Make use of certutil utility offered by Windows to connect the YubiHSM private key to the certificate after importing it into your personal store.
> certutil -repairstore my <certificate hash>
> signtool sign /v /debug <binary name>
After EKU filter, 1 certs were left.
After expiry filter, 1 certs were left.
After Hash filter, 1 certs were left.
After Private Key filter, 0 certs were left.
SignTool Error: No certificates were found that met all the given criteria.
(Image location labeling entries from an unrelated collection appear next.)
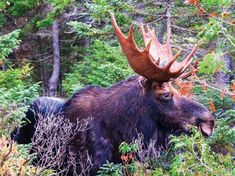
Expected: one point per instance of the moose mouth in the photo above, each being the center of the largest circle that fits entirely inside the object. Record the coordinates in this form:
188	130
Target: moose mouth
205	129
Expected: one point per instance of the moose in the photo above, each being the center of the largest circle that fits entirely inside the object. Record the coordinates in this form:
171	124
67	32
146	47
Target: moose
145	103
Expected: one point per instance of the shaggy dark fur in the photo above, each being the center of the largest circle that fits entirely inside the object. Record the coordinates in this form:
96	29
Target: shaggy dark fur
44	107
128	108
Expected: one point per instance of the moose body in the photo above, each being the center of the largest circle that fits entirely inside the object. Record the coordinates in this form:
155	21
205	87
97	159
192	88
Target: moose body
145	104
127	109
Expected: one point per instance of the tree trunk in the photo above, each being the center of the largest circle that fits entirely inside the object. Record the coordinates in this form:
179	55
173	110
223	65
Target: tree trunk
53	81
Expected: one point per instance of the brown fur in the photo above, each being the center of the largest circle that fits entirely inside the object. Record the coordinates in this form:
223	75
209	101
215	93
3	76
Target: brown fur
126	109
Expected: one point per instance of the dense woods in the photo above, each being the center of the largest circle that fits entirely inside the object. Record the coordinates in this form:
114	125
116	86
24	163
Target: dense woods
57	47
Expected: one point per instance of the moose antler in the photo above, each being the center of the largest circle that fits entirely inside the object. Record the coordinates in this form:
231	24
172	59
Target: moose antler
156	62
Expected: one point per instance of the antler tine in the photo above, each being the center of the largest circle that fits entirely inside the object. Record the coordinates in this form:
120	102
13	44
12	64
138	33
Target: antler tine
147	62
167	67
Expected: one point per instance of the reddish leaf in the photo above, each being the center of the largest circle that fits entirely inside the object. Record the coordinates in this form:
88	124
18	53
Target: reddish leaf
192	2
204	86
232	96
222	94
212	106
232	86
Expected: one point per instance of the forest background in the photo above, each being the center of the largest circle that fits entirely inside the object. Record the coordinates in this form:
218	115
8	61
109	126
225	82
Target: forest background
56	47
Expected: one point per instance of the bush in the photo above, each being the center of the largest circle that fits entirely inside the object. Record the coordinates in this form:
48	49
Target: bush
103	66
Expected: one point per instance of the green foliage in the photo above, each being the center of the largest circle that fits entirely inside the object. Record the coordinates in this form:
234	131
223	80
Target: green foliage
211	63
19	7
217	3
204	97
223	139
103	66
110	169
8	43
186	155
194	155
58	7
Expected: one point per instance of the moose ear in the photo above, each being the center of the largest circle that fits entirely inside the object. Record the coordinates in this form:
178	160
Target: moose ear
206	129
144	83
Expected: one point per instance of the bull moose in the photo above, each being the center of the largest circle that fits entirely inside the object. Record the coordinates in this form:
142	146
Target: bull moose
144	104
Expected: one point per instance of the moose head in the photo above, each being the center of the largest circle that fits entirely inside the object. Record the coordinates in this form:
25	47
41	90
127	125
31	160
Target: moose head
158	67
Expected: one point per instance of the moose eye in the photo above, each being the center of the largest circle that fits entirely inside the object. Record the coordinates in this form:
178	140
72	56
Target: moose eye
166	96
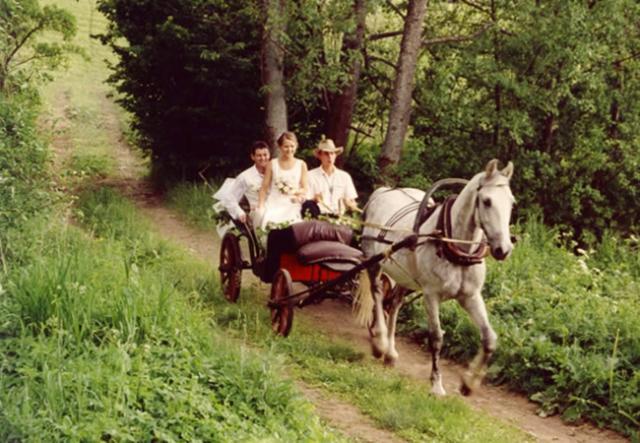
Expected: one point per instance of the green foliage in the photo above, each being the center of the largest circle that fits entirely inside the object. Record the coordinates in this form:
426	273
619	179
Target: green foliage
552	86
189	73
193	202
24	55
566	325
107	337
23	162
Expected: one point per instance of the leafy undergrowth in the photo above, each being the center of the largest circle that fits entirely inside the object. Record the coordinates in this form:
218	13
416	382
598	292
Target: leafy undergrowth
394	402
567	325
106	337
193	202
399	405
568	334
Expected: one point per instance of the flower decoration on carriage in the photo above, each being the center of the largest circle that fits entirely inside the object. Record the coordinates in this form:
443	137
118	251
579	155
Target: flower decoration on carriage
285	187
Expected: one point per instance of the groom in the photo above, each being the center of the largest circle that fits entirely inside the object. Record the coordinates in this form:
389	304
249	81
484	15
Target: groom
248	183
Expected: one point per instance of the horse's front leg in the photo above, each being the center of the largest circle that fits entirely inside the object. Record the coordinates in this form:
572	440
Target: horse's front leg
396	303
432	305
378	330
473	376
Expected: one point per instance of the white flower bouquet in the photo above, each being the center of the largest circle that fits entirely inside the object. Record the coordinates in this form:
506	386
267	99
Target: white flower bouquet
285	187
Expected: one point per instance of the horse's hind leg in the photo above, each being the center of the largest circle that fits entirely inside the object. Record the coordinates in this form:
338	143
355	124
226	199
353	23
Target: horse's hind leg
396	303
378	331
472	378
432	304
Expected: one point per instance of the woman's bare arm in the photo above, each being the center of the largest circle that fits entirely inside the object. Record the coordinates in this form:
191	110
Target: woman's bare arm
264	189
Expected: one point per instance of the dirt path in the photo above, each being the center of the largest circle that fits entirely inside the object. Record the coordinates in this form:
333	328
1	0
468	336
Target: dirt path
335	319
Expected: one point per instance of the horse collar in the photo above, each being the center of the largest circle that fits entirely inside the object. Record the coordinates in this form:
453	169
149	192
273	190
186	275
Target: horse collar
449	250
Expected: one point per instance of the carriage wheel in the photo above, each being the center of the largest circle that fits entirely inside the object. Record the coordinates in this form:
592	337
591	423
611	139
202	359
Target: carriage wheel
282	310
230	267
> certutil -verifystore my <certificate hash>
================ Certificate 0 ================
Serial Number: 029fe48291dd587c1e6f42bca341291
...
Certificate is valid.
> certutil -csplist
Provider Name: YubiHSM Key Storage Provider
> certutil -csp "YubiHSM Key Storage Provider" -key
YubiHSM Key Storage Provider:
tq-75c94c4b-5e40-4e44-bcd2-ee3330d4942f
RSA
AT_SIGNATURE
> certutil -store my <certificate hash>
================ Certificate 0 ================
Serial Number: 029fe48291dd587c1e6f42bca341291
...
Private key is NOT exportable.
Signature test passed.
In conclusion, utilizing the Key Storage Provider to create a code signing certificate is quite a simple procedure that provides additional security and protection to end users’ software products. Customers can be sure that their software is secure and trustworthy, and their trust will enhance by working with a reliable certification authority and following industry standard best practices.